Two large banners draped from a wall read: “Defend autonomy of the university” and “condemn political interference”.

“We are here tonight to express our rage, our doubts and to explore what we can do next,” said Joseph Chan Cho Wai, a professor of politics at HKU, who wore a black T-shirt with a sticker that said “protect HKU”.

For more than a century, HKU, has served as a bastion of liberal education in the city that returned from British to Chinese rule in 1997, producing many of its top bureaucrats, politicians and lawyers.

Britain handed Hong Kong back under a promise that core personal and commercial freedoms, backed by a British-style legal system, would be protected for 50 years.

Hong Kong’s constitution guarantees the financial enclave a high degree of autonomy denied in mainland China by its Communist leaders, including academic freedom, broad individual rights and an independent judiciary.

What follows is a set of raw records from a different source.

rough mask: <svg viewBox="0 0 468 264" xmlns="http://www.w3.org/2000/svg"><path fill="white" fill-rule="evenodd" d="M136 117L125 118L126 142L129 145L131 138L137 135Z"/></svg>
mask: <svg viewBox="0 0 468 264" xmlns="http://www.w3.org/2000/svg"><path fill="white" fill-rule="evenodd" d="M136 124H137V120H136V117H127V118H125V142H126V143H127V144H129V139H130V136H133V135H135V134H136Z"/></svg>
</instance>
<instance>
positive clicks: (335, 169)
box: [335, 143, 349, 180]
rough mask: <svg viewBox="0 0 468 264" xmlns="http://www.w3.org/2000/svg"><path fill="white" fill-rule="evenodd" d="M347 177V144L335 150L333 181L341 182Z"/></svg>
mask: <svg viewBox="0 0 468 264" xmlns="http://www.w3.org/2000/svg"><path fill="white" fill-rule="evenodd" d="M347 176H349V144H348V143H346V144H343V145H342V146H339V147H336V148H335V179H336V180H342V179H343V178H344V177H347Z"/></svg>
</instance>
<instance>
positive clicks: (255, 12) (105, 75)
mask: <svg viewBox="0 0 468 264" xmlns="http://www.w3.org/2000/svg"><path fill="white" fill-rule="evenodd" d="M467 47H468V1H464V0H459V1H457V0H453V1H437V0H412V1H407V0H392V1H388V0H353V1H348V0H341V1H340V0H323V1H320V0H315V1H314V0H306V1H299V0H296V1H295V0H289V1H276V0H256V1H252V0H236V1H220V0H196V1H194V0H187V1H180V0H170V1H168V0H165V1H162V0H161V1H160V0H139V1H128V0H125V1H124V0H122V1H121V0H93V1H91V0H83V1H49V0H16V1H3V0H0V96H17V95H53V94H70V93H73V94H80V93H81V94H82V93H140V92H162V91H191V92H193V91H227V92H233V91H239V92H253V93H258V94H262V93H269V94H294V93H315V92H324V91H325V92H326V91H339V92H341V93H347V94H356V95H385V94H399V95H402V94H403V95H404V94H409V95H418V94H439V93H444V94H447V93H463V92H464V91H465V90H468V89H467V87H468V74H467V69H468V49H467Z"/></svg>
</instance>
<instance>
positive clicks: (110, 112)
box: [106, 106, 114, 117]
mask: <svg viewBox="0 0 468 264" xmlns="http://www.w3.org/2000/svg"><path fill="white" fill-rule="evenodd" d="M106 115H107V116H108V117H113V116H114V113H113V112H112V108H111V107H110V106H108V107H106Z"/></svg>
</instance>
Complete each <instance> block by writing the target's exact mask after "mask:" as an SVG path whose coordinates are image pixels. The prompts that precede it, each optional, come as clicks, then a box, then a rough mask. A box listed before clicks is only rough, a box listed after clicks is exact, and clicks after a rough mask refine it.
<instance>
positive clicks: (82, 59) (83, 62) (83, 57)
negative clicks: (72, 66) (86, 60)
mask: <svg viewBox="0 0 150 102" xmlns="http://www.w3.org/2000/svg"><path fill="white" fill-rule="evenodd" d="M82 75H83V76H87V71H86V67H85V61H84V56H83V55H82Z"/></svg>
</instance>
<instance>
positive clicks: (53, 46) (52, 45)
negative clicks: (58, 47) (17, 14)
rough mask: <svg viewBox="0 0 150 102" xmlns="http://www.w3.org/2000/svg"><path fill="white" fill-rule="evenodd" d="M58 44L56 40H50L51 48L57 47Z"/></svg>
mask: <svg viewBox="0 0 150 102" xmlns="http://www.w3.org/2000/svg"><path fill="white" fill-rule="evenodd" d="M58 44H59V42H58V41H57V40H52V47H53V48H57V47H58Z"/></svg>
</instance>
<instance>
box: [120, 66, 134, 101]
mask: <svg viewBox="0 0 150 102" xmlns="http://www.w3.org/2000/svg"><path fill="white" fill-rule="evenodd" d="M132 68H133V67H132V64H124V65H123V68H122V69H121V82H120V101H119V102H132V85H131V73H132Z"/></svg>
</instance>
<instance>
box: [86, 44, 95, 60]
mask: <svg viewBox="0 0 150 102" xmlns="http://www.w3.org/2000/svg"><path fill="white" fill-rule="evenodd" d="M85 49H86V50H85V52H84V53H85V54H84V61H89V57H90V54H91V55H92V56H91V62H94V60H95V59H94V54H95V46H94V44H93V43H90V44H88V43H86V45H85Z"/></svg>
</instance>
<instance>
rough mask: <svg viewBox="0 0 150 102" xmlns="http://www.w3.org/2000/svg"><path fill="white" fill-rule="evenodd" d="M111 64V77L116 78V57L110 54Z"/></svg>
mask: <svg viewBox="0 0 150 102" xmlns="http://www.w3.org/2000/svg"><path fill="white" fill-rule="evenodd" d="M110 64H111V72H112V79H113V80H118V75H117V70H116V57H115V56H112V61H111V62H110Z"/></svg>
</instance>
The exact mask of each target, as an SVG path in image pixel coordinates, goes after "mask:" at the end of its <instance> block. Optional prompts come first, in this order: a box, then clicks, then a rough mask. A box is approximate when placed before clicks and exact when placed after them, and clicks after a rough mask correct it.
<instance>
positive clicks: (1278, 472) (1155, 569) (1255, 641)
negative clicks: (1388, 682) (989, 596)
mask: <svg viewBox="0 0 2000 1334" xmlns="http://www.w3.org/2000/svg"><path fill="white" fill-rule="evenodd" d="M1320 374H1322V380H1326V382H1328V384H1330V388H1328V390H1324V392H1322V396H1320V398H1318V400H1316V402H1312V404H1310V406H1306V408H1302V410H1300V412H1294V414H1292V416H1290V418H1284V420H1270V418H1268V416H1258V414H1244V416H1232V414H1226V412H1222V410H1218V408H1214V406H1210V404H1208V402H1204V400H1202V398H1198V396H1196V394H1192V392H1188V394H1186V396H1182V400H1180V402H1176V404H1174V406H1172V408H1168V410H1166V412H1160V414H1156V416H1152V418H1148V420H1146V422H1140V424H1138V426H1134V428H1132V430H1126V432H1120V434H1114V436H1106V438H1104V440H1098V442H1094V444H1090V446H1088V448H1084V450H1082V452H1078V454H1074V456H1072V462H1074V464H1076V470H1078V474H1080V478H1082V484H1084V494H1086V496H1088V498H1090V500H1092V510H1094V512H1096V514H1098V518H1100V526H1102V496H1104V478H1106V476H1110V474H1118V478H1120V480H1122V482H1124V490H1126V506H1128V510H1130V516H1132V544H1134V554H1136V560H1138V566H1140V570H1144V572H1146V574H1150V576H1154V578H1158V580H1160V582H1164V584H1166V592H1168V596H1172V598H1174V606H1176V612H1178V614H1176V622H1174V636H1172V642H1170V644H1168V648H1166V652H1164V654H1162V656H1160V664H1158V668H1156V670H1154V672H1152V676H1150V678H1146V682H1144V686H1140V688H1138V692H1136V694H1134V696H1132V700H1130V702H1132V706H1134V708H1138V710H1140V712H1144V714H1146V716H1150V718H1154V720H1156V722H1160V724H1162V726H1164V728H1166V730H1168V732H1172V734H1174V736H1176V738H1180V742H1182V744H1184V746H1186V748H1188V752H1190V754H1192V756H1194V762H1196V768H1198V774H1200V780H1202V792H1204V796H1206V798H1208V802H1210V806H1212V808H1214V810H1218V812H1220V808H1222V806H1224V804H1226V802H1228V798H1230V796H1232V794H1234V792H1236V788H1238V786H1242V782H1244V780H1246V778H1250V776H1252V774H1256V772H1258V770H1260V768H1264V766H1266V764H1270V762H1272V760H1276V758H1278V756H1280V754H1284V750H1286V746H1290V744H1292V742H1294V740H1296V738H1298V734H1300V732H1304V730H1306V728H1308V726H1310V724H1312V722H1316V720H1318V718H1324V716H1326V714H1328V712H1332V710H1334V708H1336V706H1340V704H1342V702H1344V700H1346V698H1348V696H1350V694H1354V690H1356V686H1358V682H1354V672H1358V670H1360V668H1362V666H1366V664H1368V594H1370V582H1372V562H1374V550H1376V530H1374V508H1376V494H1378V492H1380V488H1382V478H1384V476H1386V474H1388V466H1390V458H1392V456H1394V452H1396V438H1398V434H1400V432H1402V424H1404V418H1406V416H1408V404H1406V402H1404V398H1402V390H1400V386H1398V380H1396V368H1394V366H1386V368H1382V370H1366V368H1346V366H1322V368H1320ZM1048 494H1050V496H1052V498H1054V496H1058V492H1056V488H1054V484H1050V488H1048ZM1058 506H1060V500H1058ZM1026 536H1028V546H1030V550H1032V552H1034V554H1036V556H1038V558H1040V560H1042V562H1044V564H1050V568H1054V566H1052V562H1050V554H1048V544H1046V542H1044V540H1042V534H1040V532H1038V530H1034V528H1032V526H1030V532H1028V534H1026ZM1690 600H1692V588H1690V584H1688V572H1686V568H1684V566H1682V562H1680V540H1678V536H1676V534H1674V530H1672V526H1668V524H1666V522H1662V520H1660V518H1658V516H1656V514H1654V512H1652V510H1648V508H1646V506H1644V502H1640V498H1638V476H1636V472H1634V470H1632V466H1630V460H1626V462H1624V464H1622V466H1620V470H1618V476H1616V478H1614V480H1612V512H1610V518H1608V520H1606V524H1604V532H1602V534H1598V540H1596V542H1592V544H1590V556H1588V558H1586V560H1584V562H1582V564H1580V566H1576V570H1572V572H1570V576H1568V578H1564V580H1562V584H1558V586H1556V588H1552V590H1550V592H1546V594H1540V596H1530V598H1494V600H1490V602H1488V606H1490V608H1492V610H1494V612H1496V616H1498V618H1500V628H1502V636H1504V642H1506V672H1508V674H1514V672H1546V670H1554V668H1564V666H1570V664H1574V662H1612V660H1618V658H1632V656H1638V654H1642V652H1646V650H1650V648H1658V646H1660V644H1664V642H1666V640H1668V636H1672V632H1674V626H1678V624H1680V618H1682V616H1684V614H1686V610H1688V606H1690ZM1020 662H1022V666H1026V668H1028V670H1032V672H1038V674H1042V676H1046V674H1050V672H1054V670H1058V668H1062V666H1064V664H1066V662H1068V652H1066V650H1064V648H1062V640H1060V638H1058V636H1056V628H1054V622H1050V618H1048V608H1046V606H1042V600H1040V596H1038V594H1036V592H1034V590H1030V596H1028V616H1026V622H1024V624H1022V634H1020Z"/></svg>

“I think it might be another opportunity for Hong Kong people to stand up to protect our core values, and I would say that this surely is a crisis to HKU as well as to Hong Kong,” Occupy’s Tai said at the campus.

The university’s staff and students featured prominently in the street protests last year to demand full democracy in the former British colony and some believe they are now being punished for their role in the rallies that at times resulted in running battles between police and activists.

The 79-day protests failed to persuade Beijing to lift a restriction on who can stand for election as Hong Kong’s leader in the next vote in 2017 but they triggered extensive debate about the mainland’s perceived encroachment over the city.